First, get your agenda up and running. This is your manifesto to your people, not the Kenya Kwanza or Azimio one. Second, set out what you will deliver. Projects are visible and exciting, but results matter; there is no purpose in a new education/health/water project if the people will not step close to it.

In other words, think about what you want to do before finding who you think can do it. Third, fourth and fifth, handle the reality you encounter: The institution, the organisation and the financials.

A pending bills audit is better than a ghost payroll check. The former will not create new ghosts. But the best question as you test the budget you walk into is 35:35:30. That's the legal and regulatory balance demanded by law and regulation between payroll, service delivery (by default) and development.
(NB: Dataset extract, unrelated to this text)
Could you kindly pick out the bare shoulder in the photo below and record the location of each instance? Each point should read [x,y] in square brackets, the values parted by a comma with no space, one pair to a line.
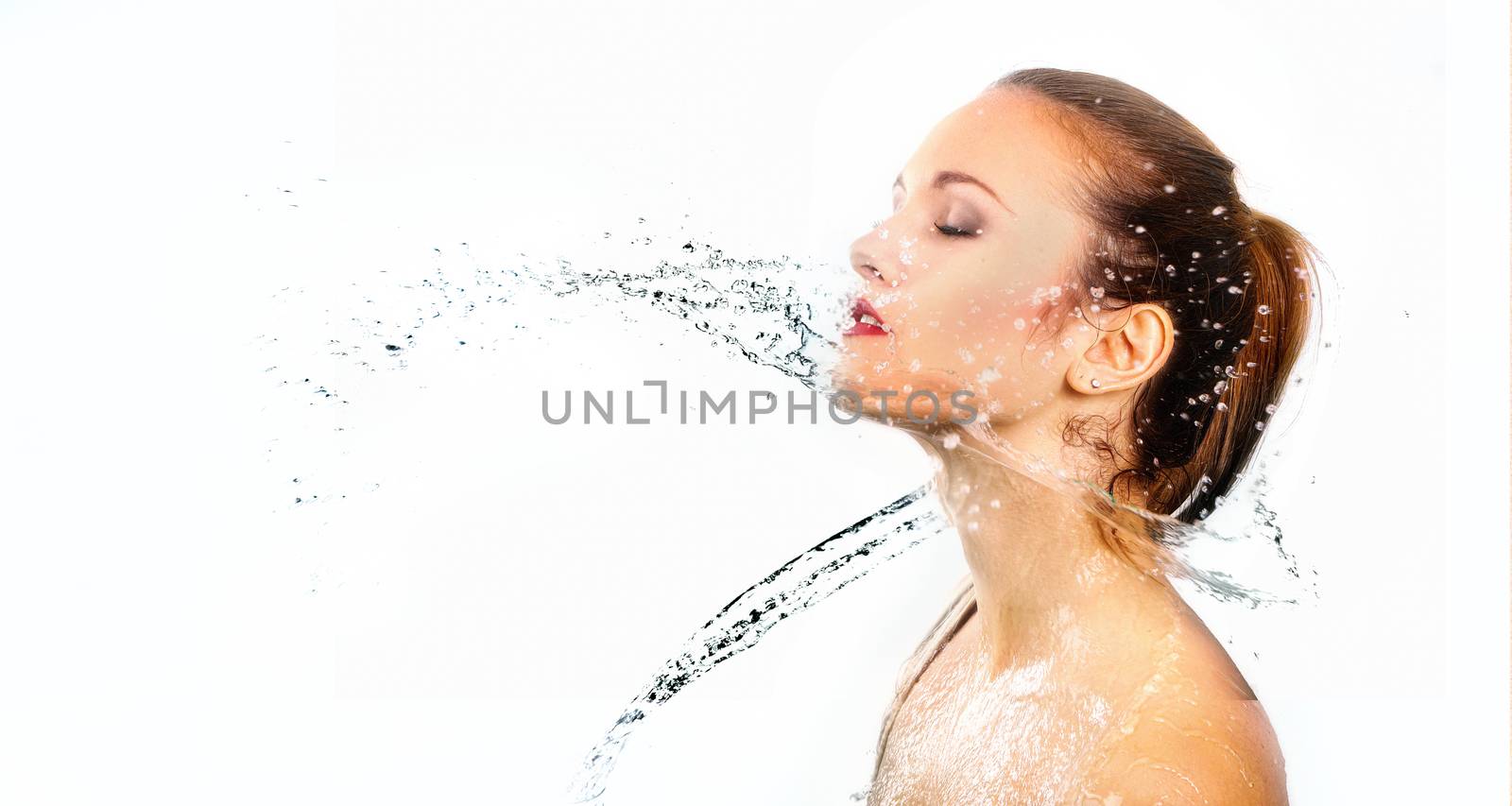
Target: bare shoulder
[1184,748]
To repeat, endless searches for ghost staff will be done by new ghosts.

Then the magnificent seventh. Be the governor who gets the duality of development for the people. Seamless and convenient service delivery on one hand grows your own source revenue collections. Economic development on the other is your search to deliver opportunity to the people. This doesn't need to be a complicated comparative or competitive advantage discourse. What the people want is a dignified livelihood solution driven by their own access to opportunity and assets.

All manner of bodies

Now we have a governor agenda. The president's agenda is known. What's missing? The Constitution suggested a principled approach to inter-governmental relations. The law created all manner of bodies to deal with these relationships. Yet, revenue-sharing is a case study in paperwork before practical, as if devolution is a costly political, not economic, idea.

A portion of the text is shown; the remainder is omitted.